DonLoy Whisnant/The Grace Perspective 13I12

Feeling Valuable, Needed, and Significant: It’s Not Our Greatest Need

Our need for someone to be proud of us is a normal inborn temperament trait. Also, to be approved by God is a deeply embedded religious need.

As I look back, I remember how much my early ministry was motivated by/in bondage to my need to win God’s favor, to feel approved by him, and for him to be proud of me. Adding to the reasons above, I think it was because my need was missed as a boy to be validated by my dad.

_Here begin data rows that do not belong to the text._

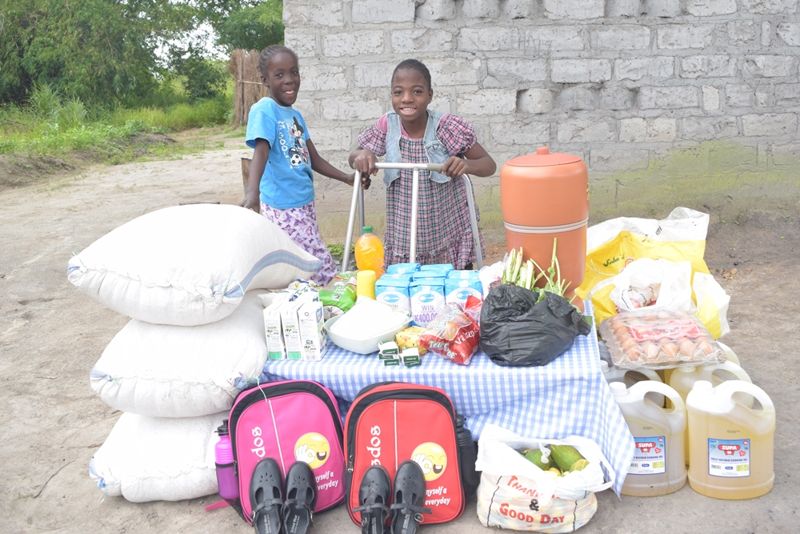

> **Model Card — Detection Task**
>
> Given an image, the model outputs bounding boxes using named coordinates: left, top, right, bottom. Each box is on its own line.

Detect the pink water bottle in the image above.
left=214, top=419, right=239, bottom=504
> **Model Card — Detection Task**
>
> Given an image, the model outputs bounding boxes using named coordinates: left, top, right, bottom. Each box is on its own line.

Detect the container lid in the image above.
left=506, top=146, right=581, bottom=167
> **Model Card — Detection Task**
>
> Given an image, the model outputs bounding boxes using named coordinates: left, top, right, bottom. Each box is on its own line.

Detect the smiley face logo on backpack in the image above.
left=294, top=432, right=331, bottom=469
left=411, top=441, right=447, bottom=482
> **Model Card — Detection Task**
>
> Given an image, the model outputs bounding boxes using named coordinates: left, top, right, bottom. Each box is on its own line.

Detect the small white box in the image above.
left=281, top=300, right=303, bottom=360
left=297, top=300, right=327, bottom=362
left=264, top=299, right=286, bottom=360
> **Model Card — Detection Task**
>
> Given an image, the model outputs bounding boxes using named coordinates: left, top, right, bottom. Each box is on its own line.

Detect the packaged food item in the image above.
left=419, top=304, right=480, bottom=365
left=375, top=273, right=411, bottom=315
left=386, top=263, right=420, bottom=274
left=394, top=326, right=426, bottom=356
left=600, top=310, right=724, bottom=369
left=319, top=272, right=356, bottom=321
left=409, top=274, right=445, bottom=326
left=297, top=299, right=327, bottom=362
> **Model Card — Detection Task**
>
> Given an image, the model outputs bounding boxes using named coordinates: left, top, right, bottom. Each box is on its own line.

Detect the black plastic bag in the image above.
left=481, top=284, right=591, bottom=367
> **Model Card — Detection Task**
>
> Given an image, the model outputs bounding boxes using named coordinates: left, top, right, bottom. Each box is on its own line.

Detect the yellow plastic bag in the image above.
left=575, top=208, right=730, bottom=339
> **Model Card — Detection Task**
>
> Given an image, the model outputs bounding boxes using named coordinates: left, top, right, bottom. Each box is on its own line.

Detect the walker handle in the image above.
left=375, top=162, right=444, bottom=172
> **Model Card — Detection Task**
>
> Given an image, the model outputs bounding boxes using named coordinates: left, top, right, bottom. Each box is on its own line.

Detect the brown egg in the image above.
left=642, top=341, right=661, bottom=361
left=659, top=344, right=679, bottom=359
left=678, top=337, right=695, bottom=358
left=697, top=340, right=714, bottom=356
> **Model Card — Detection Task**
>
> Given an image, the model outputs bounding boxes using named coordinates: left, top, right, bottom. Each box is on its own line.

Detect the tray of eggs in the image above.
left=599, top=310, right=724, bottom=369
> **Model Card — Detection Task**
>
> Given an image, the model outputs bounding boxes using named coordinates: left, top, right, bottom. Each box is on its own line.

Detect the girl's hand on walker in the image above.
left=442, top=156, right=467, bottom=178
left=239, top=195, right=261, bottom=213
left=352, top=150, right=378, bottom=176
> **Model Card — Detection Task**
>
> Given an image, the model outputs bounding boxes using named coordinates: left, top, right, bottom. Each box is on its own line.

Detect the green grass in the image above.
left=0, top=88, right=231, bottom=162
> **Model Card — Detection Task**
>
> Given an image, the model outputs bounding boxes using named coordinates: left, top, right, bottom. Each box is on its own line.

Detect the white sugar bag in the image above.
left=89, top=412, right=223, bottom=502
left=89, top=291, right=267, bottom=417
left=67, top=204, right=320, bottom=325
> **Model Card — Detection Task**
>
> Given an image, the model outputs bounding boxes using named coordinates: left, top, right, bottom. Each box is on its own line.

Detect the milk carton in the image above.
left=264, top=299, right=286, bottom=360
left=297, top=300, right=327, bottom=362
left=447, top=269, right=480, bottom=278
left=280, top=299, right=304, bottom=360
left=386, top=263, right=420, bottom=274
left=375, top=274, right=411, bottom=315
left=419, top=263, right=453, bottom=276
left=444, top=271, right=483, bottom=306
left=409, top=271, right=445, bottom=326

We are set free from this brokenness and the bondage of performing to win God’s favor through our understanding and confession that

  1. there is nothing inherently good about us, which means
  2. nothing we can do in our own strength has eternal value or pleases God,
  3. God is pleased with us only in the sense we are “useful” to him (because he has made us to be competent) as vessels for his redemptive work in the world (which is consistent with the meaning of the Bible word “please” in its organic context), and that
  4. more healing and supportive than our need for God to be pleased with us (to consider us valuable to him based on our performance) is our confidence and understanding that, in reality, he values us unconditionally, regardless what is be true about us. 
DonLoy Whisnant/The Grace Perspective 13I11

Grace: God’s Provisions, Good and Perfect

“Every good and perfect gift” comes from God (James 1:

Not only are God’s gifts to us are good, but they are perfect. For example, he gave us light and fragrances but also gave us the ability to experience them.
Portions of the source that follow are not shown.